But the new WGA contract — seeking as it in part did to secure better residuals for these mysteriously measured streaming series — has spelled out the exact metric that earns a writer a “viewership-based streaming bonus” for a popular series.

The writer(s) for series as films “that are viewed by 20% or more of the service’s domestic subscribers in the first 90 days of release, or in the first 90 days in any subsequent exhibition year, get a bonus equal to 50% of the fixed domestic and foreign residual,” the summarized contract reads, “with views calculated as hours streamed domestically of the season or film divided by runtime” (the same formula used by Netflix and Disney+, to name two).

Over on Netflix, 15.2 million views within 90 days would trigger the bonus, and Sex Education, for example, had 12 million views for the week of Sept. 18 alone (though that is for the entire four-season library, not just Season 4 viewing).

A Disney+ title would need to generate more than 9.2 million views within 90 days to trigger the residual bonus.

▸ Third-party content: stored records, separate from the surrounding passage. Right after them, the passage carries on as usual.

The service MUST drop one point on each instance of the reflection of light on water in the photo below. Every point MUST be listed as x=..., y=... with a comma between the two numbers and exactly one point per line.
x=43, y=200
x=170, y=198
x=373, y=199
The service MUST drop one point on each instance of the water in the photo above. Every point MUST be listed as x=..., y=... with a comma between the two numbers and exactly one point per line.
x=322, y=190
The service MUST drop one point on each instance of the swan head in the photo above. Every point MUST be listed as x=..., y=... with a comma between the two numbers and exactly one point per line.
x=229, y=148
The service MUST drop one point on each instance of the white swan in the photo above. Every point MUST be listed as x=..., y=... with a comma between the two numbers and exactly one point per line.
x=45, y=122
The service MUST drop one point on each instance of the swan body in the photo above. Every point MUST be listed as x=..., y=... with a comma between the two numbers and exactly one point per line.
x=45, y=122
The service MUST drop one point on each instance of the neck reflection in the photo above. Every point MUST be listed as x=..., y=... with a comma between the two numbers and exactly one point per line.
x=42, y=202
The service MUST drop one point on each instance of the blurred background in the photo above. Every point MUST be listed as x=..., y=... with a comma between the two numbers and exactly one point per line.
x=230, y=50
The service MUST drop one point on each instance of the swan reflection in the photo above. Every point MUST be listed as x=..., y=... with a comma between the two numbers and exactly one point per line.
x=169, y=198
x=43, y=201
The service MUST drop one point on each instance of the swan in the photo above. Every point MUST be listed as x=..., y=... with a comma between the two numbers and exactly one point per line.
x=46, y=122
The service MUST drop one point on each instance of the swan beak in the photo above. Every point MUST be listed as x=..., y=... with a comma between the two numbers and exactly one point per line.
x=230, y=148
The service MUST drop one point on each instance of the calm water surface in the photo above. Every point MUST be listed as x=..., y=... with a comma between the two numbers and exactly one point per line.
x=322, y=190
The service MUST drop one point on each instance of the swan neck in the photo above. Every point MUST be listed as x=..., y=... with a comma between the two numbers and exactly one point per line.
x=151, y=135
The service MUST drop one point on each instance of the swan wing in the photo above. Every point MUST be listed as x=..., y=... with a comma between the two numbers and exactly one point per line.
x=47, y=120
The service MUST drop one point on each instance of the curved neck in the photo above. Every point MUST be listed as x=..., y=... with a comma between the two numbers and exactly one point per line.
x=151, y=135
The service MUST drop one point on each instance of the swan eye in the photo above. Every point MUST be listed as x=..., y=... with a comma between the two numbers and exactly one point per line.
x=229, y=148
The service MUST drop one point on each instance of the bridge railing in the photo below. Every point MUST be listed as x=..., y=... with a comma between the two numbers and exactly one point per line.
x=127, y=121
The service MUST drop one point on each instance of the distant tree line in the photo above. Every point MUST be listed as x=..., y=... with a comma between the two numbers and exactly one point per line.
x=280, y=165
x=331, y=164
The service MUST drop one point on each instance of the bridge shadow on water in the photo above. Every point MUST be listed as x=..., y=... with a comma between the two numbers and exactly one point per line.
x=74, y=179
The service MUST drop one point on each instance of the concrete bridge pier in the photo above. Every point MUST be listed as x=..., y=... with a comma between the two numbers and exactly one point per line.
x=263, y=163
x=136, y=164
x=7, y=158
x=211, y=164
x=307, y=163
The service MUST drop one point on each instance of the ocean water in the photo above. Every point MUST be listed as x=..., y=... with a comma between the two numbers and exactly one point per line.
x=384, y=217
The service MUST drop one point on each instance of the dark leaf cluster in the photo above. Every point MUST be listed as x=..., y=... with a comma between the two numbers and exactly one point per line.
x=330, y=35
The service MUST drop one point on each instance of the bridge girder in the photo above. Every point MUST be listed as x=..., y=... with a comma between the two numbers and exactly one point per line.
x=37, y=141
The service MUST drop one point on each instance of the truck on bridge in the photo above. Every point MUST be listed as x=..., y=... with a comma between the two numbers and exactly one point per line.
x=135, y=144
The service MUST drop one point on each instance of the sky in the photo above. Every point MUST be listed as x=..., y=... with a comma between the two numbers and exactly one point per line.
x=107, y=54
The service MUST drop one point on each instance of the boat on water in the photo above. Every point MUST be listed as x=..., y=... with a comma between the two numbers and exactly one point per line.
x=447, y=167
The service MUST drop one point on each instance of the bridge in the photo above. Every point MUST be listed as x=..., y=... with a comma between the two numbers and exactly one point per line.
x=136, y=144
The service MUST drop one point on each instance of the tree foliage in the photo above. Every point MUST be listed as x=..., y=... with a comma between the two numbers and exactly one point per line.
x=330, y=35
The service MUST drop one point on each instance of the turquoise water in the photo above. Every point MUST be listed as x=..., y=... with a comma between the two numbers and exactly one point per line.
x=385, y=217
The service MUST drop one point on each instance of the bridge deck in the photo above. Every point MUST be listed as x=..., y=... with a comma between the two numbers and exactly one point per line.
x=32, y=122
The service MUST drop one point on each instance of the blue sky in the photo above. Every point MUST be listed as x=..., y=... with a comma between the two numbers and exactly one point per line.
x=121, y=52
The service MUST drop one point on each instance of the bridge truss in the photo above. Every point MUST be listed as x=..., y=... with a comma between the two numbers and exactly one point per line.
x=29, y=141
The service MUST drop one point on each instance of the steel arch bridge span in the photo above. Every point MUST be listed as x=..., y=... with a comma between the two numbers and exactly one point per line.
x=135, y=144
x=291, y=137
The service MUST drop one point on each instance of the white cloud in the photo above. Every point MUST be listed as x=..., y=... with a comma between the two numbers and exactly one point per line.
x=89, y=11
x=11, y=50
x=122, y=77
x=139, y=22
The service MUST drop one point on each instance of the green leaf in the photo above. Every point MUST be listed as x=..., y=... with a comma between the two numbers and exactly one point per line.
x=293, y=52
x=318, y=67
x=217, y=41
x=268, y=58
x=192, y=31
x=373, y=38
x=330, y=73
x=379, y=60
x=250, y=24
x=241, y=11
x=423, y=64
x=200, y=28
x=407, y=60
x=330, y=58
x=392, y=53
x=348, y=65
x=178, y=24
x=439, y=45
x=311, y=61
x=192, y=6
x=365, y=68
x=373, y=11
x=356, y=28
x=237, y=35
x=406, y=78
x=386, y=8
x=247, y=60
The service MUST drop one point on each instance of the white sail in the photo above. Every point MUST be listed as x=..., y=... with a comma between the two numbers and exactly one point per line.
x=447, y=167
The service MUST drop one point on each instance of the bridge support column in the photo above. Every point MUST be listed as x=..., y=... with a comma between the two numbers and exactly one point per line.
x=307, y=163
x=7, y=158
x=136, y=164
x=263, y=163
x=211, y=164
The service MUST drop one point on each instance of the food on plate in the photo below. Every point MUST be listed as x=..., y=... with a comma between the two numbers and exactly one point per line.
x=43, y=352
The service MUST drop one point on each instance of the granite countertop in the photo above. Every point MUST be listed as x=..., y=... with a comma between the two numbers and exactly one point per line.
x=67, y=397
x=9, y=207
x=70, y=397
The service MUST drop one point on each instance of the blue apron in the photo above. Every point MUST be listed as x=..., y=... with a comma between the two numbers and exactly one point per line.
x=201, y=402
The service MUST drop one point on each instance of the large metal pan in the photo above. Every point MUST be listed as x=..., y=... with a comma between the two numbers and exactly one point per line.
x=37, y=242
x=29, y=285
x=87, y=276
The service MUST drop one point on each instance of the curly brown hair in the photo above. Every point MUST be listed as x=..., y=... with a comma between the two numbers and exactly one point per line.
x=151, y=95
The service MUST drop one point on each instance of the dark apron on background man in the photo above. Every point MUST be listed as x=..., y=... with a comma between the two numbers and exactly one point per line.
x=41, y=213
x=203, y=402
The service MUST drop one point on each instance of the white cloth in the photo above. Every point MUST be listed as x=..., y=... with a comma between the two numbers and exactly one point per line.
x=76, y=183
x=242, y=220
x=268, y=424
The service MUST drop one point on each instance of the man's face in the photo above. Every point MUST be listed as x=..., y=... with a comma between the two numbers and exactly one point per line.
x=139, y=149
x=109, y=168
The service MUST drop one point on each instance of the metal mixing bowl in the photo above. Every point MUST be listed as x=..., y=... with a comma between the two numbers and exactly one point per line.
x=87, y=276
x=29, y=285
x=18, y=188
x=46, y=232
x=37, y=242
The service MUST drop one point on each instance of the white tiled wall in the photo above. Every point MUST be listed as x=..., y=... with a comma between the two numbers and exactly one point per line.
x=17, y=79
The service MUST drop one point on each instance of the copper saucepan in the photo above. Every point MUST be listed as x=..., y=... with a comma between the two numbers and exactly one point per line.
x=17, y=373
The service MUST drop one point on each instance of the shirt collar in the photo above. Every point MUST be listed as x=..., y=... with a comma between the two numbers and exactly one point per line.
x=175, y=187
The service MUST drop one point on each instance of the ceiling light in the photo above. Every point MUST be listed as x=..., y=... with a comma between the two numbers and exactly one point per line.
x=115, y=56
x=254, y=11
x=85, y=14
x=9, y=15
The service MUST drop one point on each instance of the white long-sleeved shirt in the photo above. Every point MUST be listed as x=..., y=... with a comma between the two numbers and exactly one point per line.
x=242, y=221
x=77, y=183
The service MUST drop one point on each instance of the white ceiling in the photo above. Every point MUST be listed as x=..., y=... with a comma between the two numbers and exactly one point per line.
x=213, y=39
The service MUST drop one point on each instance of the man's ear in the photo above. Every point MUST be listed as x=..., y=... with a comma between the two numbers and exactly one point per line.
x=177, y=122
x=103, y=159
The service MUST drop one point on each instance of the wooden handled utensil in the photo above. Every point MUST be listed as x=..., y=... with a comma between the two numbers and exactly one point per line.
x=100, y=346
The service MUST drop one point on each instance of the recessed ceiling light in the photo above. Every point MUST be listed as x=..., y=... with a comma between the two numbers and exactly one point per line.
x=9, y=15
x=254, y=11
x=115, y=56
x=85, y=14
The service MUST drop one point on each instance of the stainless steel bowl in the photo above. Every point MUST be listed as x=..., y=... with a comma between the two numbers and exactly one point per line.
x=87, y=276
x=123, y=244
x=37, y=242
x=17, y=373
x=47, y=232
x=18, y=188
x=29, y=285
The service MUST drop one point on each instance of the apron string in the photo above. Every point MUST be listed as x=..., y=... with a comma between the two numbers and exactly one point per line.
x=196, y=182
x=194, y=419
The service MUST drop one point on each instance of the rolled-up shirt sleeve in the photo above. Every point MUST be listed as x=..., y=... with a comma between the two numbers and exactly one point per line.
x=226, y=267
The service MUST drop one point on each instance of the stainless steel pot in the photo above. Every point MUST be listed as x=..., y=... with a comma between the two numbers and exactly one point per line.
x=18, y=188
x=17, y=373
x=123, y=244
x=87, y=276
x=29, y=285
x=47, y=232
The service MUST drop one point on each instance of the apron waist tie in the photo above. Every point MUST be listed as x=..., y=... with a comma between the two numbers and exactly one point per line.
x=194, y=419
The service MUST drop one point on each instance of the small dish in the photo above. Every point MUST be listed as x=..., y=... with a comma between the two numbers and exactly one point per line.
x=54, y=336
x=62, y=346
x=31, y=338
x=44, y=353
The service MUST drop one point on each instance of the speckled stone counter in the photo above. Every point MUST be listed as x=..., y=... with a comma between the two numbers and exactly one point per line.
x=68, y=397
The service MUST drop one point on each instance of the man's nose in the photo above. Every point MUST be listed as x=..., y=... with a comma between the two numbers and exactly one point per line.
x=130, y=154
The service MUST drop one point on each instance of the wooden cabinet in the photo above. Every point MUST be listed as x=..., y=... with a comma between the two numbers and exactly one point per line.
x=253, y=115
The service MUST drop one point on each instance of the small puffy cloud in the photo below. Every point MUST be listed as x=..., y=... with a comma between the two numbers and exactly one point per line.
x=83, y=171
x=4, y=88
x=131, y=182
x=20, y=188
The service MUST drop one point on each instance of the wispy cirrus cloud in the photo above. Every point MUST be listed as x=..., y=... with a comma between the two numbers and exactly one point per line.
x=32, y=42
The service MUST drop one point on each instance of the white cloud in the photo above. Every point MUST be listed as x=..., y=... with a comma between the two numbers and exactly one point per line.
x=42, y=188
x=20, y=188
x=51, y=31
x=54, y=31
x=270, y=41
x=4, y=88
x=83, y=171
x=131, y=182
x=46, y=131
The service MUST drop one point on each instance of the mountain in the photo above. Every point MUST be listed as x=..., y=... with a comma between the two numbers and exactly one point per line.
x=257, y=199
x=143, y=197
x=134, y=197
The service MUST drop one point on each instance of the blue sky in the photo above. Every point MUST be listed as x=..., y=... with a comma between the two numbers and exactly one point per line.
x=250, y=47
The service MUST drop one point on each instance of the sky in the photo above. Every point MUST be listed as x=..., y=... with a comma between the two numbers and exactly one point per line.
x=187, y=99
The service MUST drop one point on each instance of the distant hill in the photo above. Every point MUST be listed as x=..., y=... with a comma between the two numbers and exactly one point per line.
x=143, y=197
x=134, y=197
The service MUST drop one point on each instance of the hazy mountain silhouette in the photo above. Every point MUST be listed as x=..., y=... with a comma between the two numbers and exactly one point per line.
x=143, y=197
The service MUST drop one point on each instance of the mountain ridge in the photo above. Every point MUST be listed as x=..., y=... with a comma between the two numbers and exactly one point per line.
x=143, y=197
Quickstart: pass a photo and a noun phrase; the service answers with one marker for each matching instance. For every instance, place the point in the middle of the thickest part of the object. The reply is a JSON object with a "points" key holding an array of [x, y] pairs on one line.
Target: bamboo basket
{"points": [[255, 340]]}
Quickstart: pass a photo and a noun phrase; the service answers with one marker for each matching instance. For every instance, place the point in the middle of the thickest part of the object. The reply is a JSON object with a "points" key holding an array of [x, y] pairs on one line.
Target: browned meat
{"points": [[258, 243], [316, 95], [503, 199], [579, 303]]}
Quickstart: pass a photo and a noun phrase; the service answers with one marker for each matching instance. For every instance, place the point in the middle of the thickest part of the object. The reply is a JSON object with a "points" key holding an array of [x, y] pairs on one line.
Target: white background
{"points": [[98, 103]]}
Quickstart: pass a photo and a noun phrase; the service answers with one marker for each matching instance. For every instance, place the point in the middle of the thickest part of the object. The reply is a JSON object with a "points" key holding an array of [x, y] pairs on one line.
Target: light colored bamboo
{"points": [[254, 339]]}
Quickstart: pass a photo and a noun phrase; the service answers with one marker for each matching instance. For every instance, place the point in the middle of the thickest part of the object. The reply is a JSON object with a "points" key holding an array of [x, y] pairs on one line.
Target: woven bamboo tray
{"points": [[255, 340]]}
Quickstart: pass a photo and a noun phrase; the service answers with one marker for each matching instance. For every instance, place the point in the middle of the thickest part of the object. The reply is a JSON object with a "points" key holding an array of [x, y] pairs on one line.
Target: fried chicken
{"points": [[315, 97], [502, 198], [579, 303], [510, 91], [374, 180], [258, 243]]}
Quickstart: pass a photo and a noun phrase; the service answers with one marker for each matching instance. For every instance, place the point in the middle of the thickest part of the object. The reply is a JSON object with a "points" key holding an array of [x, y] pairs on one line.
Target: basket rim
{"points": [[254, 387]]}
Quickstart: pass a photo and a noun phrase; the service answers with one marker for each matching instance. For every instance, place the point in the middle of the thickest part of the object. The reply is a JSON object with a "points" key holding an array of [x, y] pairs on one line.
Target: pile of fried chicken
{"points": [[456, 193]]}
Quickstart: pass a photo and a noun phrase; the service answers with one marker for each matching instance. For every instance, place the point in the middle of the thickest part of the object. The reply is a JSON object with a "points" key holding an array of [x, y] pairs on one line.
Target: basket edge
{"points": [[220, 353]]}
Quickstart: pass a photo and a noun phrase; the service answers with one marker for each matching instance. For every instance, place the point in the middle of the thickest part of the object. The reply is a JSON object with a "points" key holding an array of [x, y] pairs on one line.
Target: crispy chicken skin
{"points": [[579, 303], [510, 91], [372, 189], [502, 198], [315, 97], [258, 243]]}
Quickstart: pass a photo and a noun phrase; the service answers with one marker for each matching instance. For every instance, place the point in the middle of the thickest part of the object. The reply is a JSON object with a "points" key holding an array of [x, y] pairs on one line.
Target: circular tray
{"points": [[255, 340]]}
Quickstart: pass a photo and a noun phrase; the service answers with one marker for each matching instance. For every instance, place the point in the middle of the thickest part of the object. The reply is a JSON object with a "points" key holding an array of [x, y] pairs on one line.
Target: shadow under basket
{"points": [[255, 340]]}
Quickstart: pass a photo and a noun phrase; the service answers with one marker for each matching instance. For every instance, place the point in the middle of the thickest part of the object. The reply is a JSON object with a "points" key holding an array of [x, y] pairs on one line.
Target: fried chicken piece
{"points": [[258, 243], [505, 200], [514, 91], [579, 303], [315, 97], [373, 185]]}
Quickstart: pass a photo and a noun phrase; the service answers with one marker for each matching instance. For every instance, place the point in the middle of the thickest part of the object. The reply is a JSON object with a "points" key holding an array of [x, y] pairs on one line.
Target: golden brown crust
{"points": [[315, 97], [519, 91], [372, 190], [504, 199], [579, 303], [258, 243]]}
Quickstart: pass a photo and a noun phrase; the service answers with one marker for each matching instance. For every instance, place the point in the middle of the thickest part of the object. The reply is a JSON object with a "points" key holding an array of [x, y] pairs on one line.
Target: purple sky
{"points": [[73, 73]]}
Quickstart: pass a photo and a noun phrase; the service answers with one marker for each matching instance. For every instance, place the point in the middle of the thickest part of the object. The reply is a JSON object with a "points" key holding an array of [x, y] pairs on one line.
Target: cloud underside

For some perspective — though it was not a Disney+ original — the Disney/Pixar feature Elemental earlier this month racked up 26.4 million views during just its first five days of release.

Now, what does a “viewership-based streaming bonus” actually add up to for a scribe?

The summarized MBA says that projects written “on the largest streaming services” (and released on or after Jan. 1, 2024) would receive a bonus of $9,031 for a half-hour episode, $16,415 for a one-hour episode, or $40,500 for a streaming feature over $30 million in budget.